Fonds de pension volontaire : le Parlement constate que le déficit actuariel du Fonds de pension volontaire des députés (déficit existant depuis 2001) est tombé à 26,6 Mios EUR en 2006, améliorant ainsi la position de financement actuarielle de ce Fonds. Il attire l'attention du Bureau sur sa résolution de décharge de l’année dernière dans laquelle le Parlement préconisait que le Fonds de pension volontaire se borne à honorer les droits existants (acquis au mois de juin 2009). En conséquence, ni les députés actuels ni les autres affiliés ne devraient pouvoir continuer à cotiser au Fonds. Il se dit donc surpris que la Conférence des présidents ait recommandé, le 13 mars 2008, que les membres du Fonds de pension volontaire puissent encore acquérir de nouveaux droits à pension après l'entrée en vigueur du Statut des députés. Les résolutions de décharge 2004 et 2005 avaient pourtant strictement limité les activités de ce Fonds. Par conséquent, le Parlement insiste pour que le groupe de travail (du Bureau), chargé de la mise en œuvre du Statut des Membres, respecte les décisions déjà prises par le Parlement.
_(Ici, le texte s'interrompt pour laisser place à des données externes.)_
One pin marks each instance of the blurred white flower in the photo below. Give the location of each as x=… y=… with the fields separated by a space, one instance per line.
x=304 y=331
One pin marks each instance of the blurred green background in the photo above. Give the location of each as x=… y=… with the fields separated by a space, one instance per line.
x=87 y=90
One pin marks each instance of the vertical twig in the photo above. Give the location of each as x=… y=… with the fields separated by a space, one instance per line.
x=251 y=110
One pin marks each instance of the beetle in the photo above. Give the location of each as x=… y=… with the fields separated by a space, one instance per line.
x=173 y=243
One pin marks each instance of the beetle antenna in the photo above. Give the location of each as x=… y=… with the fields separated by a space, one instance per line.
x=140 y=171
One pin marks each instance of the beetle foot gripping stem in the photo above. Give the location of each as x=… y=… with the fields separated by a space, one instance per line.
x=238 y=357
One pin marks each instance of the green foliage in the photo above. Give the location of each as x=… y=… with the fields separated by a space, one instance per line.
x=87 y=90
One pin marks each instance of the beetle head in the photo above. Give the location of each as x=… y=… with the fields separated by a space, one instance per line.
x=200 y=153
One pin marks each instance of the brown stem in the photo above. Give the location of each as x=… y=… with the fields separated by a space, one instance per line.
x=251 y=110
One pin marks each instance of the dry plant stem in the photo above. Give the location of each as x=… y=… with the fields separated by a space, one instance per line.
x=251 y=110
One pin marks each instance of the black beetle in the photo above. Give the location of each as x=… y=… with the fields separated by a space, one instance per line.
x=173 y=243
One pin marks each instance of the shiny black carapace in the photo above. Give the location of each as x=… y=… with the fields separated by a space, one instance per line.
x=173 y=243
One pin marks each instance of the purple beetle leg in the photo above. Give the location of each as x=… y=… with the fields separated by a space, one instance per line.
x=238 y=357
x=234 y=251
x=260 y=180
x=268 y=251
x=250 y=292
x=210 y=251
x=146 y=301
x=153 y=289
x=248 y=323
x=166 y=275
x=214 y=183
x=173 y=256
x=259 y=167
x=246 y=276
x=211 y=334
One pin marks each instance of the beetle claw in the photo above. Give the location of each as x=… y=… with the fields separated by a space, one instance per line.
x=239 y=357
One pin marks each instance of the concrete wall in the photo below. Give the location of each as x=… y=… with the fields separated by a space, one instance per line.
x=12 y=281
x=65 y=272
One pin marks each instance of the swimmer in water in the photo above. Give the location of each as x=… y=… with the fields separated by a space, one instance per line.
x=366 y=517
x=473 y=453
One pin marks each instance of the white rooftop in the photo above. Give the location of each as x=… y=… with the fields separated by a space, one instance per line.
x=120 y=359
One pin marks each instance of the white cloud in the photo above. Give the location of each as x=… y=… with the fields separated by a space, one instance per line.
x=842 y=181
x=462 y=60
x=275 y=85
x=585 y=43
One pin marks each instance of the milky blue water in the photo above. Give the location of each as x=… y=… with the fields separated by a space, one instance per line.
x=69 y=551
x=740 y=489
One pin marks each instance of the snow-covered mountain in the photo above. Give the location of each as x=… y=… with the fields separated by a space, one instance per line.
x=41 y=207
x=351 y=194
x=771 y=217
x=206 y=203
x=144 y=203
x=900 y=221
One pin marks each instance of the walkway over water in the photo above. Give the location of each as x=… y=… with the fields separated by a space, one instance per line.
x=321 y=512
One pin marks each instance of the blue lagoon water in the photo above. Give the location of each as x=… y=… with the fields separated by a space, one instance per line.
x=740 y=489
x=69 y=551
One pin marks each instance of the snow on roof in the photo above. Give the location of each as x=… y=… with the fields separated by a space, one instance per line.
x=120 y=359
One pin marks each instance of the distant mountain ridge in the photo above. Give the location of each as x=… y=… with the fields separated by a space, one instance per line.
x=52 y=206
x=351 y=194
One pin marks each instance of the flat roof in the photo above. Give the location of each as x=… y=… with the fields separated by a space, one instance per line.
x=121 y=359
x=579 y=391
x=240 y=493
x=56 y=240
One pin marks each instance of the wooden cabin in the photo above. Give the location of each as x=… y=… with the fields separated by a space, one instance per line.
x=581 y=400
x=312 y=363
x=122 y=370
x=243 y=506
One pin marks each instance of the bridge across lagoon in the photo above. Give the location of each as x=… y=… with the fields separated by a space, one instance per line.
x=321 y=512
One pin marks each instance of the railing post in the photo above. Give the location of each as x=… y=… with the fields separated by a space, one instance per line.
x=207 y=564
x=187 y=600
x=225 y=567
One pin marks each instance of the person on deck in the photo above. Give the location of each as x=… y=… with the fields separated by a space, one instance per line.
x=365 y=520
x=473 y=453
Préparer la mise en œuvre du traité de Lisbonne : le Parlement rappelle qu'au cours de la procédure budgétaire de 2007, il avait invité la Commission à procéder à une évaluation à moyen terme de ses besoins en personnel. Il invite son administration à procéder à une évaluation de son effectif sur cette base. Il souhaite également savoir combien de fonctionnaires et autres agents seront nécessaires pour aider les parlementaires à assurer, après l’entrée en vigueur du traité de Lisbonne, leur travail de co-législateur.
Multiplication des lieux de travail du Parlement : enfin, le Parlement se félicite de la baisse des frais de fonctionnement liés à l'exigence de maintien de plusieurs lieux de travail pour le Parlement, de 203 Mios EUR en 2002 à 155 Mios EUR en 2007 (soit une réduction de près de 24% en 5 ans). Il invite donc son administration à poursuivre ce processus de rationalisation.